This is probably the strangest bug (or maybe pair of bugs) I've run into in nearly five years of breaking shells by developing modernish. I've traced it to an interaction between bash >= 4.2 (i.e.: bash with shopt -s lastpipe) and variants of the Almquist shell, at least: dash, gwsh, Busybox ash, FreeBSD sh, and NetBSD 9.0rc2 sh. Symptom: if 'return' is invoked on bash in the last element of a pipe executed in the main shell environment, then if you subsequently 'exec' an Almquist shell variant so that it has the same PID, its 'wait' builtin breaks. I can consistently reproduce this on Linux, macOS, FreeBSD, NetBSD 9.0rc2, OpenBSD, and Solaris. To reproduce this, you need bash >= 4.2, some Almquist shell variant, and these two test scripts: ---begin test.bash--- fn() { : | return } shopt -s lastpipe || exit fn exec "${1:-dash}" test.ash ---end test.bash--- ---begin test.ash--- echo '*ash-begin' : & echo '*ash-middle' wait "$!" echo '*ash-end' ---end test.ash--- When executing test.bash with dash, gwsh, Busybox ash, or FreeBSD sh, then test.ash simply waits forever on executing 'wait "$!"'. $ bash test.bash <some-almquist-shell> *ash-begin *ash-middle (nothing until ^C) NetBSD sh behaves differently. NetBSD 8.1 sh (as installed on sdf.org and sdf-eu.org) seem to act completely normally, but NetBSD 9.0rc2 sh (on my VirtualBox test VM) segfaults. Output on NetBSD 9.0rc2: $ bash test.bash /bin/sh *ash-begin *ash-middle [1] Segmentation fault bash test.bash sh I don't know if the different NetBSD sh behaviour is because the older NetBSD sh doesn't have the bug, or because some factor on the sdf*.org systems causes it to not be triggered. To me, this smells like the use of some uninitialised value on various Almquist shells. Tracing that is beyond my expertise though. Whether this also represents a bug in bash or not, I can't say. But no other shells trigger this that I've found, not even ksh93 and zsh which also execute the last element of a pipe in the main shell environment. - Martijn -- modernish -- harness the shell https://github.com/modernish/modernish
On 06/02/2020 16:12, Martijn Dekker wrote:
> This is probably the strangest bug (or maybe pair of bugs) I've run into
> in nearly five years of breaking shells by developing modernish.
>
> I've traced it to an interaction between bash >= 4.2 (i.e.: bash with
> shopt -s lastpipe) and variants of the Almquist shell, at least: dash,
> gwsh, Busybox ash, FreeBSD sh, and NetBSD 9.0rc2 sh.
>
> Symptom: if 'return' is invoked on bash in the last element of a pipe
> executed in the main shell environment, then if you subsequently 'exec'
> an Almquist shell variant so that it has the same PID, its 'wait'
> builtin breaks.
>
> I can consistently reproduce this on Linux, macOS, FreeBSD, NetBSD
> 9.0rc2, OpenBSD, and Solaris.
>
> To reproduce this, you need bash >= 4.2, some Almquist shell variant,
> and these two test scripts:
>
> ---begin test.bash---
> fn() {
> : | return
> }
> shopt -s lastpipe || exit
> fn
> exec "${1:-dash}" test.ash
> ---end test.bash---
>
> ---begin test.ash---
> echo '*ash-begin'
> : &
> echo '*ash-middle'
> wait "$!"
> echo '*ash-end'
> ---end test.ash---
>
> When executing test.bash with dash, gwsh, Busybox ash, or FreeBSD sh,
> then test.ash simply waits forever on executing 'wait "$!"'.
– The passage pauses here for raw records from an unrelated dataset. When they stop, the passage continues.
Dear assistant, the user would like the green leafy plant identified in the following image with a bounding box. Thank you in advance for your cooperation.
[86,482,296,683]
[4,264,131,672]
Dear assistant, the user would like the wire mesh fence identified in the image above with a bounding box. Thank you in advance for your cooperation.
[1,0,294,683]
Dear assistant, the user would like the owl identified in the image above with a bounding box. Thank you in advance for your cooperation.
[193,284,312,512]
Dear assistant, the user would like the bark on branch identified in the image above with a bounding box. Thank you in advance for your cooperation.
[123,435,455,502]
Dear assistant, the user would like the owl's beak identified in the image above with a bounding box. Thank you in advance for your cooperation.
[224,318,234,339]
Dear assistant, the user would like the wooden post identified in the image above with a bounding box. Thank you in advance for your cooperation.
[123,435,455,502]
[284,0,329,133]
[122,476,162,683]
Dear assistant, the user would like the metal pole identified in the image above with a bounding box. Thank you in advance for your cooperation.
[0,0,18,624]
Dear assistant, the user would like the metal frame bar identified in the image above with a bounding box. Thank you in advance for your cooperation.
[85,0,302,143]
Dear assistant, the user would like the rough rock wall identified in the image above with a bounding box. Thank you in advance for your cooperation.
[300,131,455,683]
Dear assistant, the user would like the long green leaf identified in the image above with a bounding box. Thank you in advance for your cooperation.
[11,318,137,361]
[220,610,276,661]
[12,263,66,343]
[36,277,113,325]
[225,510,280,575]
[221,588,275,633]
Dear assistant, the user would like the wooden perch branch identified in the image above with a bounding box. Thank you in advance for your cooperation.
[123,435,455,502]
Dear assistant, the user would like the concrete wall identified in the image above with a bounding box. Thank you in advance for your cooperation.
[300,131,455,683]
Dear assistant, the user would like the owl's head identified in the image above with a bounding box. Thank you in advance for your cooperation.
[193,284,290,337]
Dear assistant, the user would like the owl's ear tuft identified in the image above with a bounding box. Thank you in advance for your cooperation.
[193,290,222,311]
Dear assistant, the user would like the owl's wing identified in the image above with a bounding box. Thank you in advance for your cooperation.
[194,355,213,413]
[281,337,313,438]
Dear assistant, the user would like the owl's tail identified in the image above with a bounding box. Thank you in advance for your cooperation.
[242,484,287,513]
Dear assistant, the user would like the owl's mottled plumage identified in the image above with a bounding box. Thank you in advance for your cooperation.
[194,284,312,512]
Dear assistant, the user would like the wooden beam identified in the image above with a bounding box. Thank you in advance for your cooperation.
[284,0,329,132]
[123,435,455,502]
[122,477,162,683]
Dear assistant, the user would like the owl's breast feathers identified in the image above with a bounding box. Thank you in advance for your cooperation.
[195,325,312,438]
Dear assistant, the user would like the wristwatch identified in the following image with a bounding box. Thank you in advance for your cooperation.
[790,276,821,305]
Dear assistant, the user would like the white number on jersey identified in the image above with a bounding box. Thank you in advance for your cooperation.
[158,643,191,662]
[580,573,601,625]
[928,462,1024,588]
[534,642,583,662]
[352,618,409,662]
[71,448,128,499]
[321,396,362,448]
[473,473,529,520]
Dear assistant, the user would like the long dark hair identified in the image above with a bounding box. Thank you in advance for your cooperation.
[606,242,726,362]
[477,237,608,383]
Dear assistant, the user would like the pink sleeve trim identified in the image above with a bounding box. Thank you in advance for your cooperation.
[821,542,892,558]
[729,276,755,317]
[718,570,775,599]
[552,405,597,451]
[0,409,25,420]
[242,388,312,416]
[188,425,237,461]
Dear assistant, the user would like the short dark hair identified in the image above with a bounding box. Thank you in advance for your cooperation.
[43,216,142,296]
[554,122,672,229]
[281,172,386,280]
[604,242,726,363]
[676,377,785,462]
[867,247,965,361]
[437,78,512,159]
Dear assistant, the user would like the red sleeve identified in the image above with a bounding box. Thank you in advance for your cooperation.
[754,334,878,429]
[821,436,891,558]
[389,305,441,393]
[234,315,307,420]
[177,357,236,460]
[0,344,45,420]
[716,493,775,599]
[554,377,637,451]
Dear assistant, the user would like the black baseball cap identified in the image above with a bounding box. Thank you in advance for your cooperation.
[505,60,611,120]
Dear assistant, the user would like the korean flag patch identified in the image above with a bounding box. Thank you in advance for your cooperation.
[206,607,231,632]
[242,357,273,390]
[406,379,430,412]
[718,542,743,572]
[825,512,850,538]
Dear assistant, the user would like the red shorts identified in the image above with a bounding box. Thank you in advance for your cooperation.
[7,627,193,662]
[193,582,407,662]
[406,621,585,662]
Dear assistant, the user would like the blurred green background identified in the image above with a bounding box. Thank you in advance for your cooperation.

Nice test. bash leaves the process in a state where SIGCHLD is blocked,
and the various ash-based shells do not unblock it. Because of that,
they do not pick up on the fact that the child process has terminated. I
would consider this a bug both in bash and in the ash-based shells.
Cheers,
Harald van Dijk
Date: Thu, 6 Feb 2020 19:29:41 +0000 From: Harald van Dijk <harald@gigawatt.nl> Message-ID: <f8b210f5-dd59-2c7f-05d4-be0a89316d3d@gigawatt.nl> | Nice test. Yes! | and the various ash-based shells do not unblock it. We do now, the fix for that will be in 9.0 when it is released. ("now" as in as of the past half hour...) | Because of that, | they do not pick up on the fact that the child process has terminated. It was actually a race condition, for me it 'worked' about half the time (seems to depend whether the wait happens in the parent before or after the sub-process exits). kre ps: that core dump was an "impossible to happen" condition that this actually made happen, that will be fixed as well, both by actually now making it impossible like it was supposed to be (by not blocking or ignoring SIGCHLD, ever) and by testing for it happening anyway... The secondary fix for that one is still to be committed after I investigate some more - I know what happened, just need to make sure what will happen now if this situation which should never occur ever does happen again. That the 8.1 NetBSD sh seems to work is more just an artifact of how it runs the race I believe (or guess) - the wait & process invocation code has changed a lot in 9 (well, 9.0RC2 for now) which seems to have made the race a close call, instead of one sided. But that was not an artifact of the environment for the test, it happens for me on a real -8(ish) type system as well. kre
Date: Thu, 6 Feb 2020 16:12:06 +0000 From: Martijn Dekker <martijn@inlv.org> Message-ID: <10e3756b-5e8f-ba00-df0d-b36c93fa2281@inlv.org> | NetBSD sh behaves differently. NetBSD 8.1 sh (as installed on sdf.org | and sdf-eu.org) seem to act completely normally, but NetBSD 9.0rc2 sh | (on my VirtualBox test VM) segfaults. Output on NetBSD 9.0rc2: I have updated my opinion on that, I think it is "don't have the bug", though it is possible a blocked SIGCHLD acts differently on NetBSD than on other systems. On NetBSD it seems to affect nothing (the shell does not rely upon receiving SIGCHLD so not getting it is irrelevant) and the wait code when given an arg (as your script did) would always wait until that process exited, and return as soon as it did. None of that is changed in -9 ... but the wait command now has -n, which also works with a list of pids, and while waiting for any process in its list to exit, gets told each time a process is reaped (from lower level code) which job that process was from (new code of mine) so it can see if the process that completed finished one of the jobs for which it is waiting.\ I wasn't expecting to see exiting children that are not the shell's children, which is what happens here - the : | return creates a child (of bash) to run the ':' command, then the function returns without waiting for that one. You then exec the NetBSD shell, which inherits that child (a child of the same process) but is unaware of it. If that one happens to exit while the ash script running on the NetBSD sh is doing the wait command, core would dump. (Fix for that is now in the tree). If the bash invoked ':' command exited some other time and was noticed (eg: between commands) as having finished, it would simply have been ignored. I saw both happen. kre
IMHO is the bug on bash side. ash can assume to get an "healthy" environment from the caller. You can simply not fix everything that can possible go wrong.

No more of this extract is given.